Florida posted its highest number of deaths yet from the coronavirus Tuesday. The state's Department of Health reported 132 deaths and 9,194 new positive cases. It followed two days when Florida registered its highest number of new COVID-19 cases. On Sunday, Florida saw 15,300 cases, the most so far by any state. Dr. Lilian Abbo, an infectious disease expert at the University of Miami says, "Miami is now the epicenter of the pandemic. What we were seeing in Wuhan..five months ago, now we are there." Addressing the public this week, she said, "We really need your help."
Elected officials and public health experts say the surge in cases in Florida began in mid-June and was caused by young people gathering at house parties and other locations. In recent days, doctors say the median age of people testing positive for the virus has been going up, a sign they say that young people have now spread the virus to older friends and family members.
Abbo joined several other doctors in Miami at a news conference Monday where they appealed to the public to socially distance, wear face coverings, and follow local rules aimed at stopping the spread of the coronavirus. Miami-Dade County recently imposed a curfew and ordered all restaurants closed for indoor dining. County Mayor Carlos Gimenez says he wants to see if those steps are effective before deciding whether to take tougher measures, such as re-imposing a county-wide stay at home order. In the meantime, he says the county is stepping up enforcement. "We close down five or six businesses on a daily basis," he said after inspectors found they were violating coronavirus regulations.
A factor in the surge of positive coronavirus testing is that Florida has greatly increased its testing. On Sunday, Florida's record-setting day, the state recorded nearly 143,000 tests, triple the number conducted a week earlier.
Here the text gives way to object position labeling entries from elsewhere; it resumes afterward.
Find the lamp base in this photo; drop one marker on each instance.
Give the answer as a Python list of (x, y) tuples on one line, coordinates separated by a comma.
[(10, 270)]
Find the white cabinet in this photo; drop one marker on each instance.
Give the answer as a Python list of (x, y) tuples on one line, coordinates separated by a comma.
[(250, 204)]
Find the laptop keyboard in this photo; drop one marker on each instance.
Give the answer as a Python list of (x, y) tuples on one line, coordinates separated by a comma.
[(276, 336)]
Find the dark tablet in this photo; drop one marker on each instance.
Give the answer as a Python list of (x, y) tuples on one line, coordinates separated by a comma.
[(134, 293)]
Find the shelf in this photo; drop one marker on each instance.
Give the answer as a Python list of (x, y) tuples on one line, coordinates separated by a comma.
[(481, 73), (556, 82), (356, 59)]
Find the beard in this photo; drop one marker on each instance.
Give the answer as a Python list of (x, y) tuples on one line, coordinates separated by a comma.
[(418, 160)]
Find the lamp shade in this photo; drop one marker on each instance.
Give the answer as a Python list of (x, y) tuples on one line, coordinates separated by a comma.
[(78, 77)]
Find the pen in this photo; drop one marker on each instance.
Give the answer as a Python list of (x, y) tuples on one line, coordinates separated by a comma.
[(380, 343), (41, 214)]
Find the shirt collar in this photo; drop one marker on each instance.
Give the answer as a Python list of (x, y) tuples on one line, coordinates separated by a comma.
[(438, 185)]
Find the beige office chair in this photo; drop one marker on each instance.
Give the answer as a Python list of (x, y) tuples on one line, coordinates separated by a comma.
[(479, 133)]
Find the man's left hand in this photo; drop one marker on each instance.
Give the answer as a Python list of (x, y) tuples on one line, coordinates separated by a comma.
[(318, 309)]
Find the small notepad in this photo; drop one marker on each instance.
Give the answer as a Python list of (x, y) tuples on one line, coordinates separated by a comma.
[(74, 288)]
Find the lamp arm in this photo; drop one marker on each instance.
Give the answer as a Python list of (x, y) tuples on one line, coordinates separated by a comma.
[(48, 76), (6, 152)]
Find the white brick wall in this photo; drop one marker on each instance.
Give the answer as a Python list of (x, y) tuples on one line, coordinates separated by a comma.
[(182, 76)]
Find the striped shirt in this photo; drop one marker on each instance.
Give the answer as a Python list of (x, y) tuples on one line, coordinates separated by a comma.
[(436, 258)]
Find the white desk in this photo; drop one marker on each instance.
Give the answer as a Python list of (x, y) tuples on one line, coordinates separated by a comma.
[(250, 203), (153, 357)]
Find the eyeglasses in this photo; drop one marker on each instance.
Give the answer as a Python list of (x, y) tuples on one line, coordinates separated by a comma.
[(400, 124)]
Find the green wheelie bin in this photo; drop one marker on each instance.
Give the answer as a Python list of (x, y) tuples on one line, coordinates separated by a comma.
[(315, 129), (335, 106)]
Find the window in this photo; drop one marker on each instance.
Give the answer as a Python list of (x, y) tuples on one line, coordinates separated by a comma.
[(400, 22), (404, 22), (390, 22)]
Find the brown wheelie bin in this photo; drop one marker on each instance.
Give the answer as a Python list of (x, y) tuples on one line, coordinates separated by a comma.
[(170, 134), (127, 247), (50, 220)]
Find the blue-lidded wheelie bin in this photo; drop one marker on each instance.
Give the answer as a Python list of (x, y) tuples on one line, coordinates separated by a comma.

On Tuesday, Florida got the results of 67,160 tests with a positivity rate over 18 percent.
As cases have spiked in Florida, hospitals are seeing more patients with COVID-19. Carlos Migoya, the CEO of Jackson Health says his hospital has cut back on patients admitted for elective procedures as the number of COVID-19 cases has increased. He says his hospital, Miami's largest, still has extra capacity and the ability to add more intensive care beds if needed. "We have the beds," Migoya says. "We need the staff." Florida has sent 100 medical personnel to help at Jackson Memorial. DeSantis says the state is also sending nurses and other personnel to hospitals in the Tampa area and has plans to bring in an additional 2000 nurses from out of state. On MSNBC Tuesday, Migoya said it might be three weeks until cases peak in Miami-Dade County. "And that is a very tough three weeks," he said. Asked about the prospect of schools reopening next month he said Miami's high infection rate made that unlikely. He said, "Positivity rates of 25 to 28% percent are not indicative of us being able to open the schools here in Miami-Dade County."